Pierre wished to say something, looked at her with eyes whose strange expression she did not understand, and lay down again. He was suffering physically at that moment, there was a weight on his chest and he could not breathe. He knew that he must do something to put an end to this suffering, but what he wanted to do was too terrible.
“We had better separate,” he muttered in a broken voice.
“Separate? Very well, but only if you give me a fortune,” said Hélène. “Separate! That’s a thing to frighten me with!”
Pierre leaped up from the sofa and rushed staggering toward her.
“I’ll kill you!” he shouted, and seizing the marble top of a table with a strength he had never before felt, he made a step toward her brandishing the slab.

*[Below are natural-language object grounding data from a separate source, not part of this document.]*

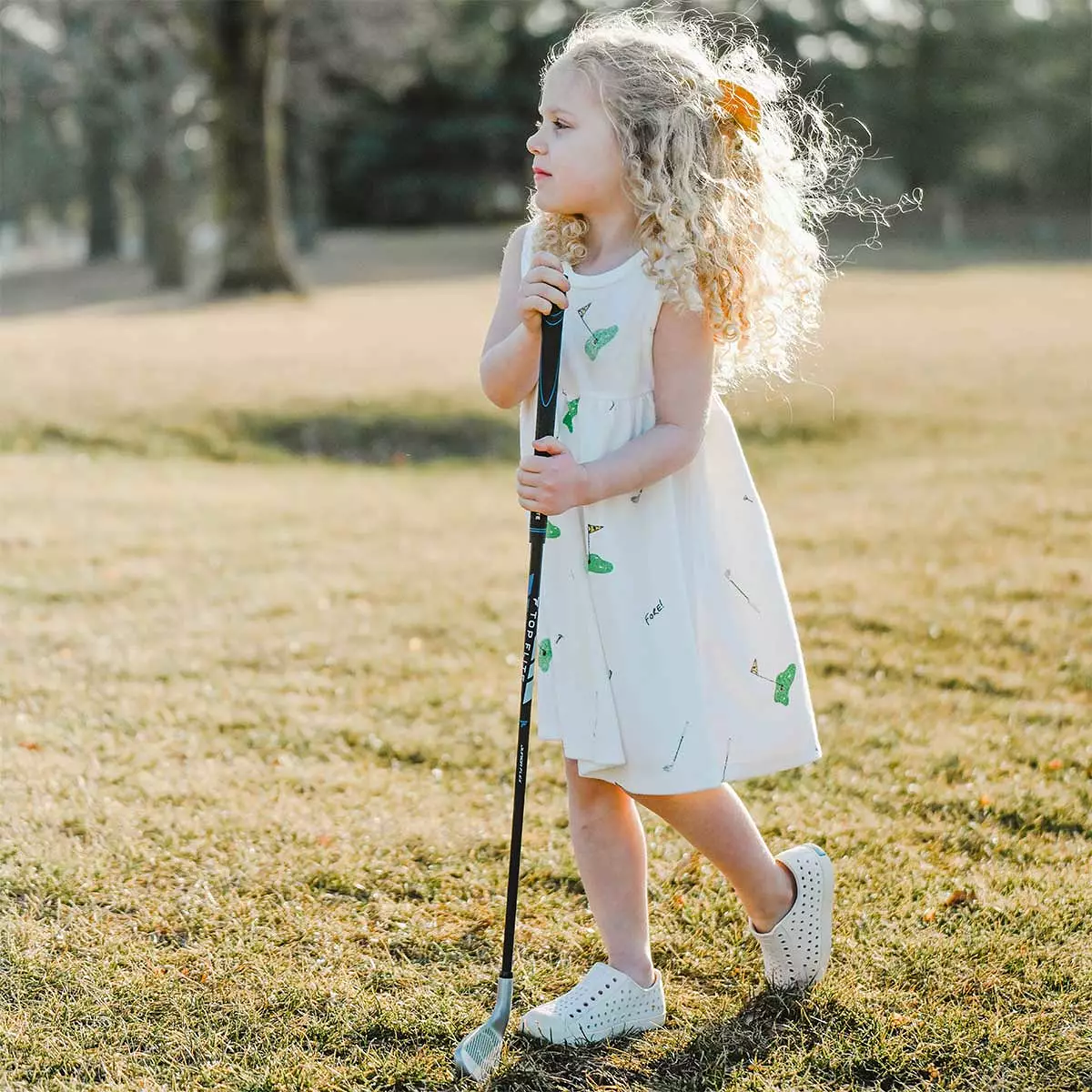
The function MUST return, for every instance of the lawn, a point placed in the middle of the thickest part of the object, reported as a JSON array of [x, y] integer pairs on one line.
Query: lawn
[[259, 685]]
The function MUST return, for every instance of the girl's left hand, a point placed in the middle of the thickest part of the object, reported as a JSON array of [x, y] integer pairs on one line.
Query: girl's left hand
[[554, 485]]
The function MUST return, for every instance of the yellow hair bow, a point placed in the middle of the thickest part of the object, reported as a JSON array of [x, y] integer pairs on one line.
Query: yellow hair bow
[[742, 105]]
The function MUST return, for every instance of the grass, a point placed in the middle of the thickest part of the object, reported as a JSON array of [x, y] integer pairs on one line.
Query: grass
[[257, 711]]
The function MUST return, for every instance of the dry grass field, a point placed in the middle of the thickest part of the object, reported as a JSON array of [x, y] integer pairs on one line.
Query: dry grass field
[[258, 707]]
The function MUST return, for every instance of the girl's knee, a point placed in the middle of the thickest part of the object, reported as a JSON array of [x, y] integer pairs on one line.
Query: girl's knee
[[589, 790]]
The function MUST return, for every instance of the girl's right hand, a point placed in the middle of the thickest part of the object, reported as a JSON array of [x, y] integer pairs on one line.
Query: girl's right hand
[[543, 287]]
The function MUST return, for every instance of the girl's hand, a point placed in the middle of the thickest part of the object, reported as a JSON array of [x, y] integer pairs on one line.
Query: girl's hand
[[543, 287], [554, 485]]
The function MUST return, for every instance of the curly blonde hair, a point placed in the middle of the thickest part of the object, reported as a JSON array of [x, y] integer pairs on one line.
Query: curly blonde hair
[[726, 218]]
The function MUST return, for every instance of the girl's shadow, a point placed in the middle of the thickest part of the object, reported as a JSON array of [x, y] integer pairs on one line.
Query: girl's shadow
[[769, 1021]]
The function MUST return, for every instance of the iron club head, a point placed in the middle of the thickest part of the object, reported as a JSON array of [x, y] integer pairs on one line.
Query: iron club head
[[479, 1053]]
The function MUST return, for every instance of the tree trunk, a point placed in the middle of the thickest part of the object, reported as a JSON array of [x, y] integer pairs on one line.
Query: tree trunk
[[98, 167], [248, 76], [164, 235], [305, 197]]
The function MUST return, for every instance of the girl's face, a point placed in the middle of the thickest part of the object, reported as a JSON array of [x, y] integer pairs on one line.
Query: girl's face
[[574, 147]]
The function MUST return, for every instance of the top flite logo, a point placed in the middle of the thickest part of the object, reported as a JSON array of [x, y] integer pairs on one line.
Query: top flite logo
[[532, 622]]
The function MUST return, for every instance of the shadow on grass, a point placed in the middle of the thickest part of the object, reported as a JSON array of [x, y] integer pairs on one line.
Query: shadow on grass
[[372, 435], [770, 1022], [356, 432]]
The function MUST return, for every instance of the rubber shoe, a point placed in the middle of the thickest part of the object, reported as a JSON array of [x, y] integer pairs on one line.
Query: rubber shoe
[[795, 953], [603, 1004]]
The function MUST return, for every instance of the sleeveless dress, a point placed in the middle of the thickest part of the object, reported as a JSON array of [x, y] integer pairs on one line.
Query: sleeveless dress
[[667, 655]]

Hélène’s face became terrible, she shrieked and sprang aside. His father’s nature showed itself in Pierre. He felt the fascination and delight of frenzy. He flung down the slab, broke it, and swooping down on her with outstretched hands shouted, “Get out!” in such a terrible voice that the whole house heard it with horror. God knows what he would have done at that moment had Hélène not fled from the room.
A week later Pierre gave his wife full power to control all his estates in Great Russia, which formed the larger part of his property, and left for Petersburg alone.